The plot of the episode is, in short, that the Enterprise crew happens upon a Vulcan temple that has been broken into by Andorians, who believe that the Vulcans are actually using said temple as a base to spy on the Andorians in violation of a treaty between the two races. Of course, after the Enterprise crew defends the Vulcans with feats of cunning and derring-do, it's discovered that the Vulcans are, in fact, spying on the Andorians, which… feels like it should be a much bigger deal than it seemingly ends up being. The Vulcans, after all, are humanity's partners in spaceflight, but there's been an undercurrent of distrust since the start of the show, and this revelation would seem to be some level of payoff to that… but instead of Captain Archer saying "I knew it! Get off my ship T'Pol, clearly you're trouble!", we basically get him frowning and doing nothing in response.

It's foreshadowing, of course; we'll get to the fallout of this discovery later, I assume, just as we'll presumably find out more about the Temporal Cold War that was at the center of the first episode, and then never mentioned again in the episodes since. But it's clumsy foreshadowing; we get these things that should be Big Events that reverberate afterwards, but not only are they not the center of the following episodes, they're also not referred to at any point in the following episodes, making the Enterprise crew look either forgetful or stupid. Enterprise has a problem in that it wants to be two different shows at the same time: serialized with a heavy mythology, and entirely disconnected episode-to-episode to get as many new viewers as possible. But those two styles don't play together easily, and definitely not in the way that Enterprise tries it, leaving this weird problem of big reveals that lead nowhere and undercut the integrity of the show's heroes and the show itself.

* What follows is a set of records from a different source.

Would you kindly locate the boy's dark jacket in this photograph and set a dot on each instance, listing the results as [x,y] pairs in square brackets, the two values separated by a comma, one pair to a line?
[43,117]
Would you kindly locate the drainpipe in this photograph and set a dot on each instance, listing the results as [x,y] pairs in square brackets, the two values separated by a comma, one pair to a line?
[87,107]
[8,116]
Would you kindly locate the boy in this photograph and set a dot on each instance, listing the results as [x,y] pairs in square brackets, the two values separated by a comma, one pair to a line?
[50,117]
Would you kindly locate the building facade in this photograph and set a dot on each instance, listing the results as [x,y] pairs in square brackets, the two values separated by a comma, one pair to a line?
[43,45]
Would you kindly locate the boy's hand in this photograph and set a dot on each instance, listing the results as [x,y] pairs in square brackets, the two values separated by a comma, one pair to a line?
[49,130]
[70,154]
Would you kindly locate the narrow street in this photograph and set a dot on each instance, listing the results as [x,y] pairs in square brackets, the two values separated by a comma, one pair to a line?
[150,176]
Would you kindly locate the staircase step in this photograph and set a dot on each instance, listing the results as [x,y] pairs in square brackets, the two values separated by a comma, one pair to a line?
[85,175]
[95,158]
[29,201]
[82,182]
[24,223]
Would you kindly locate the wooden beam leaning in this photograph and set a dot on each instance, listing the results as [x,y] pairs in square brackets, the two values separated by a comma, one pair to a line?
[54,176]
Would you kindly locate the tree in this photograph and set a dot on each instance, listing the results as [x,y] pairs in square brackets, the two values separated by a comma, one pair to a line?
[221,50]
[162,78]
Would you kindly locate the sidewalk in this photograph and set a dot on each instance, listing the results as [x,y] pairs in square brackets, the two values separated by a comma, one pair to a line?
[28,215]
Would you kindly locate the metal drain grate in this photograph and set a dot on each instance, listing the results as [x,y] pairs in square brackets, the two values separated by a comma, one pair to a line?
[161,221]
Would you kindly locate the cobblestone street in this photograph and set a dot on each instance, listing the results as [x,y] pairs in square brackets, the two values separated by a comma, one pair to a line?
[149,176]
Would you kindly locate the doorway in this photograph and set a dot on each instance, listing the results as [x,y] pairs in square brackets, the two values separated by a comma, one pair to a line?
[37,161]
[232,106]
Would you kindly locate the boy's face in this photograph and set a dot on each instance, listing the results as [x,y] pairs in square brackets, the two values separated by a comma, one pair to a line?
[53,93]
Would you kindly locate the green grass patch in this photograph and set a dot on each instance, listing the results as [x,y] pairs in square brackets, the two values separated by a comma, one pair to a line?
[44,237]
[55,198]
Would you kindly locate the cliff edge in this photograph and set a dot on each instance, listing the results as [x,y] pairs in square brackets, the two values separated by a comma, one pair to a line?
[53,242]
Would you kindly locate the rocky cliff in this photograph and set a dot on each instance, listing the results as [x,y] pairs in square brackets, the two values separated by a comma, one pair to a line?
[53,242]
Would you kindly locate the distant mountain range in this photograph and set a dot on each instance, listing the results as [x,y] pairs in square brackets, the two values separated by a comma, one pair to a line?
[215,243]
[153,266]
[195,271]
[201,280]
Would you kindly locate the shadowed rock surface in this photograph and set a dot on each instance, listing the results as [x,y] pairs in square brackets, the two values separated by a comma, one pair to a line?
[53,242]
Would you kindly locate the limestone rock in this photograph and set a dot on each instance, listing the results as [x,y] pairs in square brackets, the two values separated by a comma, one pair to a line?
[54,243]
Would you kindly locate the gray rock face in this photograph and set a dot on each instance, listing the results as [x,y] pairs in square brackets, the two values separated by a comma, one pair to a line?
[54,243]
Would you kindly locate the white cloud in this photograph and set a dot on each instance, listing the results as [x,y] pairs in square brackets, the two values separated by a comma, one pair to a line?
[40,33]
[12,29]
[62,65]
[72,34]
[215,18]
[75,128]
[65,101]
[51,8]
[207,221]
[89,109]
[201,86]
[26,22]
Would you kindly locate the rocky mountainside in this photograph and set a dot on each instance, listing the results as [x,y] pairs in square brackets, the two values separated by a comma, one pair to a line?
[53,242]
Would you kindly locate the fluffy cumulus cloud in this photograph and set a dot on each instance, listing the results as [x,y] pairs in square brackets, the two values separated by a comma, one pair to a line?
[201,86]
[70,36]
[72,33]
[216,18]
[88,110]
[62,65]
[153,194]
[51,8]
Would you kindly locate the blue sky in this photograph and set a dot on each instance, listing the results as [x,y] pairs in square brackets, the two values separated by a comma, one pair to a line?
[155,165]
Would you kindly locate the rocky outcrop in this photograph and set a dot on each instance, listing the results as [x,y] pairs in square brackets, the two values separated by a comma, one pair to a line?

It's a shame that "The Andorian Incident" falls directly into that trap right at the end of an episode that had, until that point, managed to make the crew look capable, smart and heroic for the first time in too long; ending on a note that makes them look weak and uncaring about the bigger picture doesn't really promote the idea that these guys will one day lay the groundwork for James T. Kirk and the like, sadly.

The dichotomy, though, points to what Enterprise needs overall: Less talking, and more doing. Whether or not it'll get that balance right at any point during its run - Given the problems that The Next Generation, Deep Space Nine and Voyager had with the same thing, I kind of suspect that it won't - might end up being one of the larger ongoing questions of the entire run.